A customer selects imported biscuits, cookies and crackers at a supermarket in Yichang, Hubei province.
China will cut import tariffs on some consumer products by 9.6 percentage points beginning in December, as a measure to satisfy increasingly diversified domestic demand and to facilitate the consumption upgrade, the Ministry of Finance said on Friday.
The reduction of import tariffs will affect 187 tariff codes, including on food, health supplements, pharmaceuticals, garments and recreational products, and the average rate will decrease to 7.7 percent from 17.3 percent, according to the ministry.
Additionally, a tariff on some infant formula and milk powder products will fall from 20 percent to zero, while duties on diapers will drop from 7.5 percent to zero, according to a list on the ministry's website.
It is a further cut since 2015, when the government lowered the tariffs on consumer products including certain apparel, footwear, skin care products and diapers, which dropped by more than 50 percent on average.
The cut is in line with the country's policy to lower tariff barriers and its intention to boost domestic consumption of consumer goods, according to experts.
Ouyang Cheng, director of the Alibaba Cross-Border E-Commerce Research Center, said the reduction of import tariffs indicated the Chinese government's determination to support globalization and call for further opening-up, despite a rise in trade protectionism and anti-globalization around the world.
"It will help to expand China's imports as well as to share benefits from the fast growth of the domestic consumer market with developing countries. It will also provide more choices for Chinese consumers on diversified and personalized goods," said Ouyang.

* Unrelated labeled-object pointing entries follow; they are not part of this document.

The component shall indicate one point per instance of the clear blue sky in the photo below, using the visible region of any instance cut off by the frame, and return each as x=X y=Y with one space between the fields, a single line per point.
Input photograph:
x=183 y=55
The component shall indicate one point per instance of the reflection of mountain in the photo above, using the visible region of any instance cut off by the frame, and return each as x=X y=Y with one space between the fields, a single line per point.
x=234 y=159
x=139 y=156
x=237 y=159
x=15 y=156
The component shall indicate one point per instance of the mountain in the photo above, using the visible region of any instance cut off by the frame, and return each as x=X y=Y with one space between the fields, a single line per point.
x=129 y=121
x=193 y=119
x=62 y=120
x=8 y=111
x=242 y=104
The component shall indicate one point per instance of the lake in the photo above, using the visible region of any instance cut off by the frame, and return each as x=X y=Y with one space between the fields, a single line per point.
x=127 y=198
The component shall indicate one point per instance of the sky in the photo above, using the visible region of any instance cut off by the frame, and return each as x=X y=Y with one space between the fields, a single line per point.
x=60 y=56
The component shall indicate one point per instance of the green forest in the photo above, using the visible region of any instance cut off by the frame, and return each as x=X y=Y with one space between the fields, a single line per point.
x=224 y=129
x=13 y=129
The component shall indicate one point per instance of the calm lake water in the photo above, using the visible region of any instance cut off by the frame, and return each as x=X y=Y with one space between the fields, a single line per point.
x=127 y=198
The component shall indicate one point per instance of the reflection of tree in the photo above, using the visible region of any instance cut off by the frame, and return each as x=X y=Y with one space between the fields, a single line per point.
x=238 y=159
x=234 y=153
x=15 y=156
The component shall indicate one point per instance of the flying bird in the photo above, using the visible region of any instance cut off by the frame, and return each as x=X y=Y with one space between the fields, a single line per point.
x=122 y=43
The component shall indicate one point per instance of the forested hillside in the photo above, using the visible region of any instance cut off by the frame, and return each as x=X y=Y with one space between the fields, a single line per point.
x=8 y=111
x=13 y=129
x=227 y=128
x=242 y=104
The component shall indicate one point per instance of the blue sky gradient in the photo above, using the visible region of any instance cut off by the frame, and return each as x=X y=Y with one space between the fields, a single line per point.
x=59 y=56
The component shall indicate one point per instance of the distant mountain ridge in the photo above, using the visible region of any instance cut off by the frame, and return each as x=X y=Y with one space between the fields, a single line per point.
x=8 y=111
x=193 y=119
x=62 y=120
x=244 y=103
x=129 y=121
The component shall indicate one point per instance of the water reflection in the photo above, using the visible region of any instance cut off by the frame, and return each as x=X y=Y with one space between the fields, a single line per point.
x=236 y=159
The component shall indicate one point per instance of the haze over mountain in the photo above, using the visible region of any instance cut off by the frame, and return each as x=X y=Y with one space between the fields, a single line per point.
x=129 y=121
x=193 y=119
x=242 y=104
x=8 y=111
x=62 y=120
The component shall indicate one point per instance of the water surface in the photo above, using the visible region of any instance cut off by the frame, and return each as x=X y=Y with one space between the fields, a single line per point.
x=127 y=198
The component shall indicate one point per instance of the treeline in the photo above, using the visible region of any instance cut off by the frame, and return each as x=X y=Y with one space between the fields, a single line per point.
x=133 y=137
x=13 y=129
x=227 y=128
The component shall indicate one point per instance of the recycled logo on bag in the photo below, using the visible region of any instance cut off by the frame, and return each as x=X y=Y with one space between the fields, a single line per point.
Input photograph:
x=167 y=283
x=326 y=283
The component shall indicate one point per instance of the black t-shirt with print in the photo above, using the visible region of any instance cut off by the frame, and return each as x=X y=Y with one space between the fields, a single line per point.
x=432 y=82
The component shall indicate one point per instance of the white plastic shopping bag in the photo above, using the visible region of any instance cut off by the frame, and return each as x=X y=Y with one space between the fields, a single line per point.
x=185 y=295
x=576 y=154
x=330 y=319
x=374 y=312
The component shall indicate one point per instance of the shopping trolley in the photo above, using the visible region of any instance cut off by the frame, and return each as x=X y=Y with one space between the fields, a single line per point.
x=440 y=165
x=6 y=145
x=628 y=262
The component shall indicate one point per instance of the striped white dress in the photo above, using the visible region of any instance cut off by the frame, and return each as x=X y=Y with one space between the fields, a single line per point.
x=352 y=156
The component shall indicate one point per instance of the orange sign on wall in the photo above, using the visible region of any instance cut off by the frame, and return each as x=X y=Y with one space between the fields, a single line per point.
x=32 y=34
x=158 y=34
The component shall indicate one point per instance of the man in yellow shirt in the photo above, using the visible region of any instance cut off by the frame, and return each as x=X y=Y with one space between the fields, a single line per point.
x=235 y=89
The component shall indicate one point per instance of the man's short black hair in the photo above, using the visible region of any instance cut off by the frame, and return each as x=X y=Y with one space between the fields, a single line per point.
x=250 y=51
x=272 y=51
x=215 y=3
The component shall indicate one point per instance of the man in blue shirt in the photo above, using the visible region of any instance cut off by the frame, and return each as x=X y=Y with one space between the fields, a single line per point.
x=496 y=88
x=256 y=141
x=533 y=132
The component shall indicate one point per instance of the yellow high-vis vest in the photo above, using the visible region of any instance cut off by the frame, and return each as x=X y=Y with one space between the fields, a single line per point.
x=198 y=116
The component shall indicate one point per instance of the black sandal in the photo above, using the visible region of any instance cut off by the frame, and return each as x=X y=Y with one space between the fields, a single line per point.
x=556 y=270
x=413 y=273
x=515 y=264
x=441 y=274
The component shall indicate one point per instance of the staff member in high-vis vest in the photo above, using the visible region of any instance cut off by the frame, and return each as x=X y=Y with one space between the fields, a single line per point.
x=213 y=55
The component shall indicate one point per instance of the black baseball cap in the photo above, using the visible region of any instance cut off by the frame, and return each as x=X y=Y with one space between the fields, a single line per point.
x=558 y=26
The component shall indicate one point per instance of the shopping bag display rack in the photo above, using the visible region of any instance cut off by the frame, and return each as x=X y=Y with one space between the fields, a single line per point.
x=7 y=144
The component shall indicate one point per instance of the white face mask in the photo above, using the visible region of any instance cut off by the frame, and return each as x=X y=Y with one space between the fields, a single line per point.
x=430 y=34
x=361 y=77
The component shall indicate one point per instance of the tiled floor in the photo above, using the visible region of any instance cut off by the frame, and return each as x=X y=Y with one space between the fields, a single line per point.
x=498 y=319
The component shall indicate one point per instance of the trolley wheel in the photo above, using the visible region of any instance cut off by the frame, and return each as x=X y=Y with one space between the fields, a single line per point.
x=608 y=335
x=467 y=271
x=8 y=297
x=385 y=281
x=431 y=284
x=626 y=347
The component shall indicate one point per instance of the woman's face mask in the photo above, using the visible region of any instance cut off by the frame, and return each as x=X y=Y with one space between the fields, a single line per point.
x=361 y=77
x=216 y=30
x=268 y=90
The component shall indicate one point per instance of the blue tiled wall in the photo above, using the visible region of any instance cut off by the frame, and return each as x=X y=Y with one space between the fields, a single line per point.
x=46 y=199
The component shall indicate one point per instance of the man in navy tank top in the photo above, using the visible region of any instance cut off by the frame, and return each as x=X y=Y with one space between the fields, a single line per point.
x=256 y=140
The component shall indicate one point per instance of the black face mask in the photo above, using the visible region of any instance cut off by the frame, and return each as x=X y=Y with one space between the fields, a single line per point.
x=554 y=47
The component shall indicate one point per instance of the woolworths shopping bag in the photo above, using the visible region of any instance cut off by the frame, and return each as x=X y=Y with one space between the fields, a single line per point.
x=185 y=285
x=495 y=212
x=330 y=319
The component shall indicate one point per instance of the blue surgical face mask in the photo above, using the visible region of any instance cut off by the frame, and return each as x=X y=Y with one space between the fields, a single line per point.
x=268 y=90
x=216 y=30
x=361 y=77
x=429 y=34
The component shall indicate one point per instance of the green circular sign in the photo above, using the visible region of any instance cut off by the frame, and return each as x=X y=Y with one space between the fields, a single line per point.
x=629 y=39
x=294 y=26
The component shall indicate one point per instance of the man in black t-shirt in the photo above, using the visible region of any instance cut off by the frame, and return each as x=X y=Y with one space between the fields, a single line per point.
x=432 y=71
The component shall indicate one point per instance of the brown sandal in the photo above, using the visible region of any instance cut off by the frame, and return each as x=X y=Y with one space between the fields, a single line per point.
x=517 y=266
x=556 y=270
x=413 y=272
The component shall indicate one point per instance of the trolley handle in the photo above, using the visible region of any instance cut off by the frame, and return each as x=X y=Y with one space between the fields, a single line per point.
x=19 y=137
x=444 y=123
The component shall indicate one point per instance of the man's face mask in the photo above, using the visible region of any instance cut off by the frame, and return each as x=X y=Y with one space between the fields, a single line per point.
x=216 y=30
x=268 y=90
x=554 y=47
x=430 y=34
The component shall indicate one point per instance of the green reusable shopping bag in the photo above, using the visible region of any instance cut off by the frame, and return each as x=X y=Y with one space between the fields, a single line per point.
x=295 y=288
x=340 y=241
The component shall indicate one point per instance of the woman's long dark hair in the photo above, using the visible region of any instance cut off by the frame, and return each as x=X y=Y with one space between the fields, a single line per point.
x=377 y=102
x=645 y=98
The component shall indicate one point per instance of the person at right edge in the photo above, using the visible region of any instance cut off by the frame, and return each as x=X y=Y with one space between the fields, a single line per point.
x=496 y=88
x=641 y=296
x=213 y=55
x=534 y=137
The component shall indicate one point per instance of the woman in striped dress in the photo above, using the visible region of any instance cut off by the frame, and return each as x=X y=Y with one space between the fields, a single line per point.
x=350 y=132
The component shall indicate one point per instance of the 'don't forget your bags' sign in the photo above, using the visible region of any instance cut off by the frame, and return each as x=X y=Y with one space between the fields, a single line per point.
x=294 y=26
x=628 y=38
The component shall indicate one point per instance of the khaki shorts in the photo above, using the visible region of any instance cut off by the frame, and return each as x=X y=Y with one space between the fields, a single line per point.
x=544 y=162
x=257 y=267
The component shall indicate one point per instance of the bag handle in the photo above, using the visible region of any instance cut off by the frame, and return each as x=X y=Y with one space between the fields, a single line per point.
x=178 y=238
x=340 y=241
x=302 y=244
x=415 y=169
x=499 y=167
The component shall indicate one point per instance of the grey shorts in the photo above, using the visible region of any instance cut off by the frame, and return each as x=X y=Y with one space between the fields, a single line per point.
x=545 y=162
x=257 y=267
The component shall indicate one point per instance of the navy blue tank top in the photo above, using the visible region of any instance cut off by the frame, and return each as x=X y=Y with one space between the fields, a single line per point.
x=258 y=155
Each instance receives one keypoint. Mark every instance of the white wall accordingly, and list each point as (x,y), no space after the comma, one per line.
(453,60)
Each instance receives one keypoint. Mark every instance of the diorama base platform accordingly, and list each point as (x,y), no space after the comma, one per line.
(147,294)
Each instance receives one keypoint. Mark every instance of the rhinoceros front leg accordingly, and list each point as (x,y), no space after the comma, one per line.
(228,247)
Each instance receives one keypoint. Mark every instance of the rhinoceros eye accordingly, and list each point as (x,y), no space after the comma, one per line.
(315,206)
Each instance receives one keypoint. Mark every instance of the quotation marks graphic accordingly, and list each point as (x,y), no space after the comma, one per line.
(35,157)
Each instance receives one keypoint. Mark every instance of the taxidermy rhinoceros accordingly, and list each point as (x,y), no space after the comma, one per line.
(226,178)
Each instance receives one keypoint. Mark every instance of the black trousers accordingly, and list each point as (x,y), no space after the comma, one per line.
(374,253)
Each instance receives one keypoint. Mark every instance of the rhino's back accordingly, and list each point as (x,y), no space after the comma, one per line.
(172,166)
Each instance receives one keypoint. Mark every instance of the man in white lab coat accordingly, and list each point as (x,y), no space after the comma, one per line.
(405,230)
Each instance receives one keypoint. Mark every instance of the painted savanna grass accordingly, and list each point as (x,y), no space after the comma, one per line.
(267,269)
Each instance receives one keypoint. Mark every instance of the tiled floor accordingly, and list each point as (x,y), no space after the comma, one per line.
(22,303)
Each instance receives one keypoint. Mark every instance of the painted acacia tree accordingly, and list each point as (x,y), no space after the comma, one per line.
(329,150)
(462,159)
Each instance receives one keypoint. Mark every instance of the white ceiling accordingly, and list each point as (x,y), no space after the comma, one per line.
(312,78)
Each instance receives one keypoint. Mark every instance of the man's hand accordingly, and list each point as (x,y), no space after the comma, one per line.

The rapid development of Chinese cross-border e-commerce, especially the establishment of cross-border e-commerce comprehensive pilot zones, has provided experience for the government in adjusting import tariffs on consumer products.
Li Guanghui, vice-president of the Chinese Academy of International Trade and Economic Cooperation, said the move demonstrates China's efforts to shift from importing natural resources, capital and consumer goods to introducing advanced technology and software services to local companies.
"This is also part of the efforts to balance import and export volume," he said. "In the long term, these high-end products will help small and medium-sized enterprises in China grow faster."